Crossref and DataCite are currently pigeonholed as discovery tools. This is a failure of imagination. We should be using them for forensic validation. The PID Graph, which is that interconnected web of people and places, ought to be the first screen in any integrity check. If an author shows up with an ORCID record created yesterday that has no grants, no affiliations, and no history, the system needs to flag it immediately.
Radical Proposals for the Post-Trust Era
The time for "encouraging adoption" is over. If we want to save scholarly publishing from the onslaught of predatory practices, we need structural shifts that prioritize integrity over convenience:
Mandatory Identity Provenance: We must move beyond simply requesting ORCIDs. Major funders and legitimate publishers should refuse to process any manuscript that does not come with a complete, authenticated PID trail. If the PID can't be traced back at least three years, the paper undergoes "High-Scrutiny Review."
The API Shield: Publishers must integrate ROR and Crossref grant DOIs directly into the submission gateway. If a researcher claims a grant that doesn't resolve in the Crossref database, the submission is rejected instantly for metadata non-compliance.
We are at a crossroads. We can use PIDs to make it easier for researchers to fill out forms, or we can use them to make it impossible for fraudsters to hide. The industry is obsessed with the time saved. I am worried about the cost to our reputation. Without a hard line on identity, the PID graph is just a map of the rot.



Discussion (9)
Join the conversation
Login or create an account to share your thoughts.

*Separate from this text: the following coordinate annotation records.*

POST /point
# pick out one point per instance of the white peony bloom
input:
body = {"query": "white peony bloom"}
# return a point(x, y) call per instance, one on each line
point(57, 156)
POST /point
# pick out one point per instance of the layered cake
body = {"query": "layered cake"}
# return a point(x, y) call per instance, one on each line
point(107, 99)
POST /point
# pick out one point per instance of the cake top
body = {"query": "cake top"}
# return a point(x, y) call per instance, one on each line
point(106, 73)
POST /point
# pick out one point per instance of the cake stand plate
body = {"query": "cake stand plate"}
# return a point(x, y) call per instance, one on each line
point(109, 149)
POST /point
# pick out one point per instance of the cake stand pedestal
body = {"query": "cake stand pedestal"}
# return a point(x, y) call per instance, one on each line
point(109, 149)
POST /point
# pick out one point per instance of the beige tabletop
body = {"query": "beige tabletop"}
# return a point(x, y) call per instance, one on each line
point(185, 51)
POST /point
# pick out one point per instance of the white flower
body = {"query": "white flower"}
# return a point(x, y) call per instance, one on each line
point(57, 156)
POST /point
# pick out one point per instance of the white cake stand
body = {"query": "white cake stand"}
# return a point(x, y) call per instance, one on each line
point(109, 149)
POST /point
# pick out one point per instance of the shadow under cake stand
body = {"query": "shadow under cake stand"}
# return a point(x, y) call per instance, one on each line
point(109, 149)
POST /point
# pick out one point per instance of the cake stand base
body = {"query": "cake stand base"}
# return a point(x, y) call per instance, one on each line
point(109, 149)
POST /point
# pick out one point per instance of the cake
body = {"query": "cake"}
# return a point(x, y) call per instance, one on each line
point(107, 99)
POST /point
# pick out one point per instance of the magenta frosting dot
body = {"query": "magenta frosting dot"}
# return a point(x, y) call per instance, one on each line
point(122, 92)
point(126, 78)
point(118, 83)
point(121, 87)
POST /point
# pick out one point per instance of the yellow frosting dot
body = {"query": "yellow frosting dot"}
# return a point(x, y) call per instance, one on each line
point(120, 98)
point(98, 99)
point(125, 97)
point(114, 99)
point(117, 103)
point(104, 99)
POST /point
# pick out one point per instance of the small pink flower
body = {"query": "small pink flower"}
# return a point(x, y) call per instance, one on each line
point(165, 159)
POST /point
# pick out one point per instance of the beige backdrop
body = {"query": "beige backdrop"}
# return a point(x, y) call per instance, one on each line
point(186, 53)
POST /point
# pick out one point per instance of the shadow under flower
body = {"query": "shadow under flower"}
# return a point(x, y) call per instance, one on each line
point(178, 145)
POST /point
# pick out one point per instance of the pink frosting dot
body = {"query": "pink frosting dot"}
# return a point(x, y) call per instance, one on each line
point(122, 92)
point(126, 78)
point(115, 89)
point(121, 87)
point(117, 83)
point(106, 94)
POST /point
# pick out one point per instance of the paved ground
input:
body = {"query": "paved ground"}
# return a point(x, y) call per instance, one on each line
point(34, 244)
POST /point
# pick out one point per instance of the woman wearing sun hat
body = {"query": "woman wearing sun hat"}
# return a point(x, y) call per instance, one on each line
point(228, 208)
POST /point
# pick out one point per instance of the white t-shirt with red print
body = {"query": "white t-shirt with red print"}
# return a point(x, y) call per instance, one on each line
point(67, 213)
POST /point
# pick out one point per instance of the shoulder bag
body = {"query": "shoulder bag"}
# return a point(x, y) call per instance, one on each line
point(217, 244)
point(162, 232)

Could you expand on the instrument PIDs? My department is struggling to track equipment ROI effectively.
Check out the PIDINST working group mentioned in the previous thread, it's a game changer.

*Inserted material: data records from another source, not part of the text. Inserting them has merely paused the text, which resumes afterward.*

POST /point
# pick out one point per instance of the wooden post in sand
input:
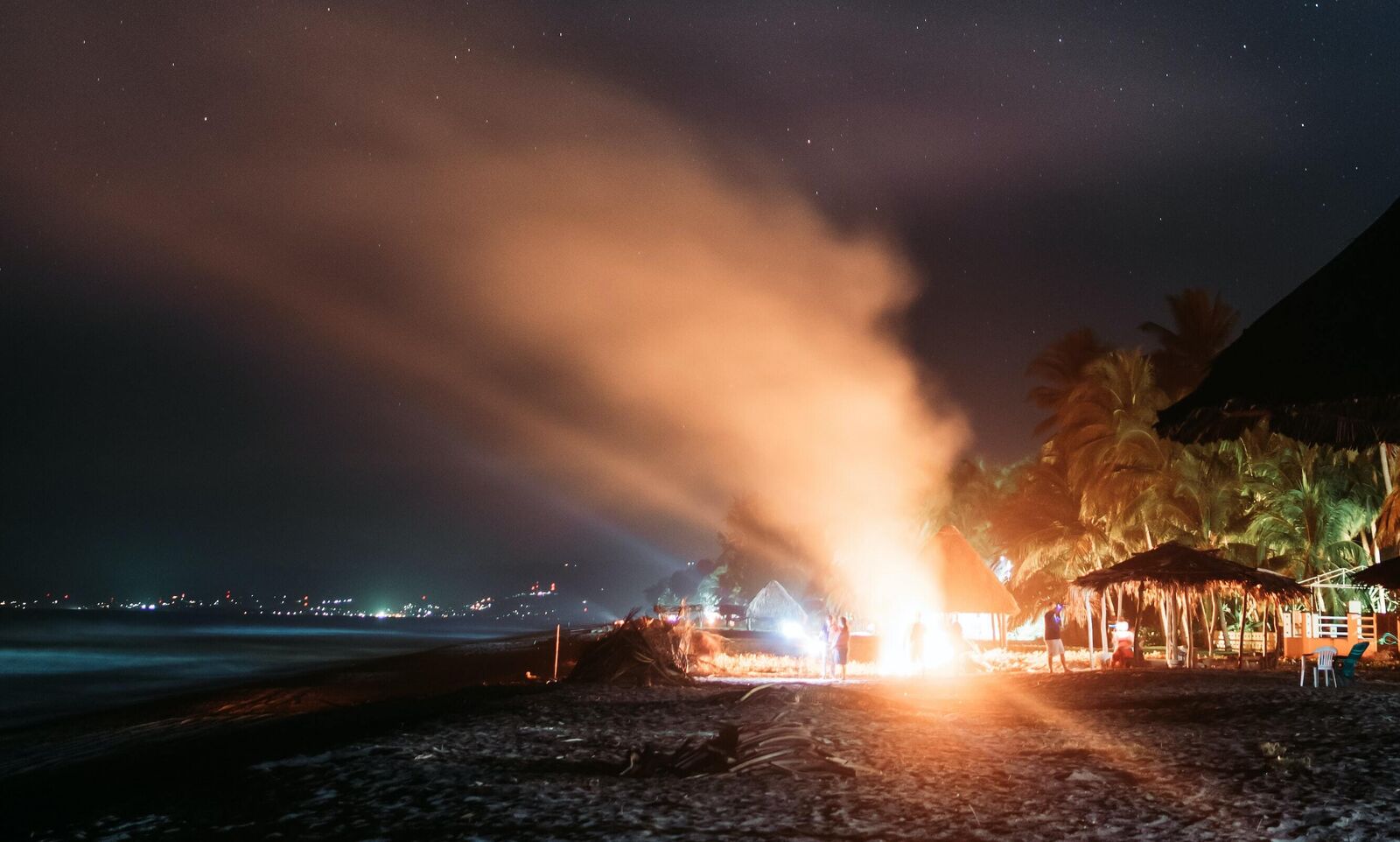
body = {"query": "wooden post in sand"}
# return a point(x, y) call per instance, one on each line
point(1243, 610)
point(1088, 629)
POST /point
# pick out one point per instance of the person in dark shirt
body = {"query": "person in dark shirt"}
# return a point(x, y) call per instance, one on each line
point(842, 646)
point(916, 642)
point(1054, 646)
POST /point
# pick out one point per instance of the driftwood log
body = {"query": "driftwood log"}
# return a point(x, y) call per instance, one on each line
point(738, 750)
point(637, 653)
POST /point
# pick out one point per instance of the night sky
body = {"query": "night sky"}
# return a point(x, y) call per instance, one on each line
point(226, 245)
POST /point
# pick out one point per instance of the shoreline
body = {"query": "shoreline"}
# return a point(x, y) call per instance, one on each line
point(202, 732)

Integrating RRIDs into our lab workflow has already saved us thousands in lost hours. Glad to see the 'ghost' of bad data finally being addressed.
Spot on.
wow this is actually deep the machine metaphor really hits home for anyone dealing with meta data issues
finally someone mentioned the burden of reuse logic again it literally feels like we are paying for others laziness every time we search an empty orcid profile
I'm still seeing journals that make it nearly impossible to input co-author IDs during submission. The 'friction' is a choice at this point.
Excellent follow-up to the previous post. I remember when we just used card catalogs, but these digital footprints are clearly the future for our libraries!
The idea that PIDs alone can stop industrial-scale fraud seems overly optimistic. Without manual oversight, metadata can still be spoofed.